Mais les deux révoltes juives n’ont fait qu’accroître la diversité de la population en Palestine: Grecs, Syriens et gens venus de tous les pays d’Orient y côtoient les Juifs qui ont survécu aux massacres et aux exils. Les Judéo-chrétiens se voient donc pris entre les Juifs qui se défient d’eux et les Chrétiens issus des autres peuples. Cette situation favorise l’éclatement du groupe.

Les uns reconnaissent en Jésus de Nazareth le Messie Fils de Dieu fait homme, tandis que d’autres se bornent à confesser son caractère messianique: entre ces deux il y a bien des variantes. Dès le milieu du 2 ème siècle, Hégésippe, un chroniqueur de l’Église de Palestine, dénombre une douzaine de sectes judéo-chrétiennes, sans plus de liens désormais avec la grande Église où les fidèles d’origine païenne sont de très loin les plus nombreux. Ces petites communautés privées de tout soutien et divisées s’étiolent. Aussi, lorsqu’au Concile de Nicée, en 325, on recense les évêques venus représenter les communautés de Palestine on remarque que pas un d’entre eux ne porte un nom juif.

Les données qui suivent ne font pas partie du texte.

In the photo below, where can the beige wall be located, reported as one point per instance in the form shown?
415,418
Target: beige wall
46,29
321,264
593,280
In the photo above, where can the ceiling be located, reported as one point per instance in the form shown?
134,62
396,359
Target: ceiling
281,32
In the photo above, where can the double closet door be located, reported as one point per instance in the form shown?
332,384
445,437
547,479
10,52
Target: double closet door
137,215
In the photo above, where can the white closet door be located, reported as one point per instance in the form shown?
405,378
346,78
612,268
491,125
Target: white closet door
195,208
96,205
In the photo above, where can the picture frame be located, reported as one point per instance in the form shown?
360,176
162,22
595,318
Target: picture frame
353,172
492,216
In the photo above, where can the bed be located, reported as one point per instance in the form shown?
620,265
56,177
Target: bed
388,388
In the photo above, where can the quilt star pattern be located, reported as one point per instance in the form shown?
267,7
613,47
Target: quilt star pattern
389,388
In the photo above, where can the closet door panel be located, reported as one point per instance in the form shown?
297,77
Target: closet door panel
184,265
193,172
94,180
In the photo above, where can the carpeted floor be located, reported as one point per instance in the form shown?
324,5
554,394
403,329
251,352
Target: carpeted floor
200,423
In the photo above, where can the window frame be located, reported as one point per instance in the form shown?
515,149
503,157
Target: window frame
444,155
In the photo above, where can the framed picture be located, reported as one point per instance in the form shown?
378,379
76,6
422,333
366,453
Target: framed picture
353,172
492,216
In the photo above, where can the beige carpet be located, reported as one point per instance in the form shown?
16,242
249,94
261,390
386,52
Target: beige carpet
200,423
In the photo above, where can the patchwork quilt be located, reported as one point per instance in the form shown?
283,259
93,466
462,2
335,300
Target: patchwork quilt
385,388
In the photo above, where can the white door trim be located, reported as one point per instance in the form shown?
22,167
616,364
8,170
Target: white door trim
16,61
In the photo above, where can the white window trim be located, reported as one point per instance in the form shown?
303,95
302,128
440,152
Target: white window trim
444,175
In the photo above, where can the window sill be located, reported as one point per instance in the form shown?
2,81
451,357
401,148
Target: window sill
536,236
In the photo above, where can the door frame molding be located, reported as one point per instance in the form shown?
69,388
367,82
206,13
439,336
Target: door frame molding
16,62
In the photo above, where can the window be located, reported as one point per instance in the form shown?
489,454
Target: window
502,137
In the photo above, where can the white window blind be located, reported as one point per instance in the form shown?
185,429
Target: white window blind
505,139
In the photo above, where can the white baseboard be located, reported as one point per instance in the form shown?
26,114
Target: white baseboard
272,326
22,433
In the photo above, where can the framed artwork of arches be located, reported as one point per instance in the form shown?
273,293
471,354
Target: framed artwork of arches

Avant de disparaître, les communautés judéo-chrétiennes laisseront une littérature abondante. Ces œuvres assez inégales, parmi lesquelles on peut mentionner l’Évangile selon les Hébreux, l’Évangile de Pierre, l’Histoire de la Dormition de la Sainte Mère de Dieu et l’Histoire du Charpentier Joseph, n’ont pas été admises par l’Église dans le Canon des Écritures.